Opinion  CJE Opinion No. 93-2

Date: 12/27/1993
Organization: Massachusetts Supreme Judicial Court

After the Committee on Judicial Ethics issued this opinion, the Massachusetts Supreme Judicial Court adopted a revised Code of Judicial Conduct. Because this opinion was rendered under a prior version of the Code, a judge should not rely on it without contacting the Committee on Judicial Ethics.

Contact   for CJE Opinion No. 93-2

Committee on Judicial Ethics

Table of Contents

Invitation to Write a Forward to a Book

You, a judge of the Probate and Family Court, have requested advice from this Committee regarding the propriety of writing a forward, without pay, to a book on the subject of divorce. The author is someone you have never met previously and is not a lawyer.

The most relevant provision of the governing Code of Judicial Conduct is Canon 4, which provides that "A judge, subject to the proper performance of his judicial duties may . . . , if in doing so he does not cast doubt on his capacity to decide impartially any issue that may come before him . . . speak, write, lecture, teach, and participate in other activities concerning the law, the legal system, and the administration of justice." Writing a forward to another person's book falls squarely within the permission granted by Canon 4.
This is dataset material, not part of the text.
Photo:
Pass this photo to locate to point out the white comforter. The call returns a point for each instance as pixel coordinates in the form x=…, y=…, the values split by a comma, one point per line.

There is another Canon that might be read to qualify that permission. Canon 2(B) provides that "A judge . . . should not lend the prestige of his office to advance the private interests of others . . . ." We do not believe that the far-ranging language of this Canon should be construed to cover the conduct about which you enquire. A book jointly authored by a judge and a private party could be said to advance the private interests of that third party. However broad the coverage of Canon 2(B) may be, we do not think it should be construed to extend to the educational venture of writing a book when engaged in by a judge with a private party. We would therefore not extend it to the jointly-authored book, and similar principles should govern the writing of a forward, even though the educational contribution of the judge to the total product would be less than in a jointly-authored book.
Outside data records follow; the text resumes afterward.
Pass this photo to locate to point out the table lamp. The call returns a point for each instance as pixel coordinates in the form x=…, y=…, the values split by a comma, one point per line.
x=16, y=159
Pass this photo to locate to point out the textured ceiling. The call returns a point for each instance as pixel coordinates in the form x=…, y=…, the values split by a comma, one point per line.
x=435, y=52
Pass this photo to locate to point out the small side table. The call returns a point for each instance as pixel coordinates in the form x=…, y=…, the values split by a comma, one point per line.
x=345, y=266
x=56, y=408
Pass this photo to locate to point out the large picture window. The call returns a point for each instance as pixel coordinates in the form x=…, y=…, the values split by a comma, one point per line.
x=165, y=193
However, in giving this advice, we would urge that you be mindful of the qualification contained in Canon 4 that the judge not write anything that would "cast doubt on his capacity to decide impartially any issue that may come before him." Since the book deals with the general subject matter of your judicial assignment, you should be careful, both in what you say in your own words and in the way you associate yourself with anything the author may say, that you comply with the conditions contained in Canon 4.